How do I calculate the induced voltage on a finite antenna

Question

I'm trying to calculate (numerically) the induced voltage on a half-wave dipole caused by a moving charge as a function of time. Up to this point the way I have been doing this is using the formula

$V = \vec{E} \cdot \vec{h} \,,$

where $\vec{E}$ is the electric field from the moving charge, measured at the centre point of the antenna and $\vec{h}$ is the effective length of the antenna. The literature informs me that

$\vec{h}(\theta) = h(\theta) \, \hat{\theta} = \frac{\lambda}{\pi} \frac{\cos(\frac{\pi}{2}\cos\theta)}{\sin\theta} \hat\theta $

where $\theta$ is the angle between the axis of the dipole and the radiating charge.

My question is, how much of an approximation is this? My antenna has a non-zero size and thus the electric field (which is not sinusoidal in time) is going to vary as a function of time and space along the antenna due the propagation time of the EM waves.

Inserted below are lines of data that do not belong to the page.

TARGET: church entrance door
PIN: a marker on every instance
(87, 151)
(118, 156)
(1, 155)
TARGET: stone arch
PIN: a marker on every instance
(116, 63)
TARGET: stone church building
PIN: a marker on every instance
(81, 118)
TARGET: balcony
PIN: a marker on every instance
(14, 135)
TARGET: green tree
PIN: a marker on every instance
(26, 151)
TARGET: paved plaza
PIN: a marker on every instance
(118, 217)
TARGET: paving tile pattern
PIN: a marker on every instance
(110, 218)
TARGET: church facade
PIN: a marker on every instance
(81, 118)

Is there an integral over the length of the antenna (or alternatively in time) that needs to be performed to get the true voltage? If so, what form does this take?

I suspect that any correction to the current case is going to be fairly minor from my own tests of plotting the electric field at various points along the antenna but it would be good to confirm this since I would like to simulate an arbitrary antenna at some point.

Answer 1

The accelerated charge's electric field $\mathbf E_{charge}$ causes an external electromotive force in the antenna, which can be expressed as integral over the body of the antenna in the chosen positive direction of the antenna dipole:

$$ \mathscr{E} = \int_{antenna~rods} \mathbf E_{charge} \cdot d\mathbf s . $$

This is not (conceptually) the voltage = difference of potential between two antenna terminals yet, because the effect of the antenna's own field isn't taken into account. That depends on what the antenna terminals are connected to.

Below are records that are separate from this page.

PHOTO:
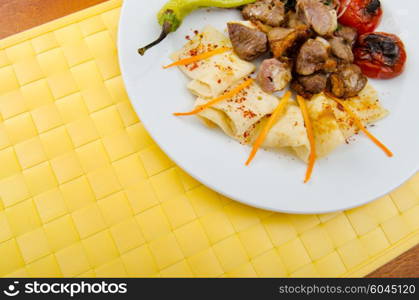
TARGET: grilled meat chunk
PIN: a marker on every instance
(273, 75)
(341, 49)
(269, 12)
(307, 86)
(348, 34)
(321, 17)
(248, 41)
(314, 56)
(293, 20)
(283, 40)
(347, 82)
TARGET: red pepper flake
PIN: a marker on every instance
(193, 52)
(194, 66)
(249, 114)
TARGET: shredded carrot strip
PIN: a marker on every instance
(361, 126)
(271, 122)
(192, 59)
(224, 96)
(310, 135)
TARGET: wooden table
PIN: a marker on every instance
(19, 15)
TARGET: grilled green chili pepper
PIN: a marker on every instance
(173, 12)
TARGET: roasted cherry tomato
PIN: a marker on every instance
(380, 55)
(364, 15)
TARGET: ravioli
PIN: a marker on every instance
(212, 76)
(288, 132)
(367, 108)
(239, 115)
(327, 133)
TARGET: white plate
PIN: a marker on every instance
(353, 175)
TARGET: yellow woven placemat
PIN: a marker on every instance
(86, 192)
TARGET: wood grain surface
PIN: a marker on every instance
(19, 15)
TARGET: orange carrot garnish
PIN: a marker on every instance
(224, 96)
(271, 122)
(310, 135)
(361, 126)
(192, 59)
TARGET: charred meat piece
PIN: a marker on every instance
(347, 82)
(269, 12)
(273, 75)
(293, 20)
(321, 17)
(341, 49)
(348, 34)
(248, 41)
(307, 86)
(283, 40)
(313, 56)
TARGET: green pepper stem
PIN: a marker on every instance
(167, 28)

If they are not connected to anything (zero load), then induced current in the antenna will be very small and we can approximate and assume it is zero. Since a good antenna is made of a good conductor, zero current implies zero net electric field inside. So in this approximation, the external electric field is completely cancelled out by the antenna electric field due to charges in the antenna itself. Since there is almost no current, this antenna electric field has no induced field component (since there is almost no changing current), and is thus entirely due to electrostatic field of surface charges on the antenna. Only in this case, we can conclude that difference of potential is equal in magnitude to $\mathscr{E}$, and it is of course opposite in sign (so that the two field effects cancel each other out in the antenna conductor).

If the antenna terminals are connected to a conductive load (a low resistor, a large capacitor, or some appropriate circuit allowing current to flow), then current in the antenna may no longer be negligible, and induced electric field of the antenna may become important. This induced electric field helps in counteracting the external electric field in the antenna, so the induced difference of electric potential = voltage between the two antenna terminals may be lower in magnitude than $\mathscr{E}$. Finding the value can be a complicated problem depending on the accuracy needed. In the simplest model, one may treat the system as some RLC circuit powered by an emf source of some internal resistance. In a more detailed model, one would assume some definite geometry of the antenna (and possibly also the relevant parts of the connected circuit) and then for this fixed geometry, search for parameters of equivalent emf source (emf value and internal resistance) via solving some equivalent of Maxwell's equations for such a system, with help of the computer.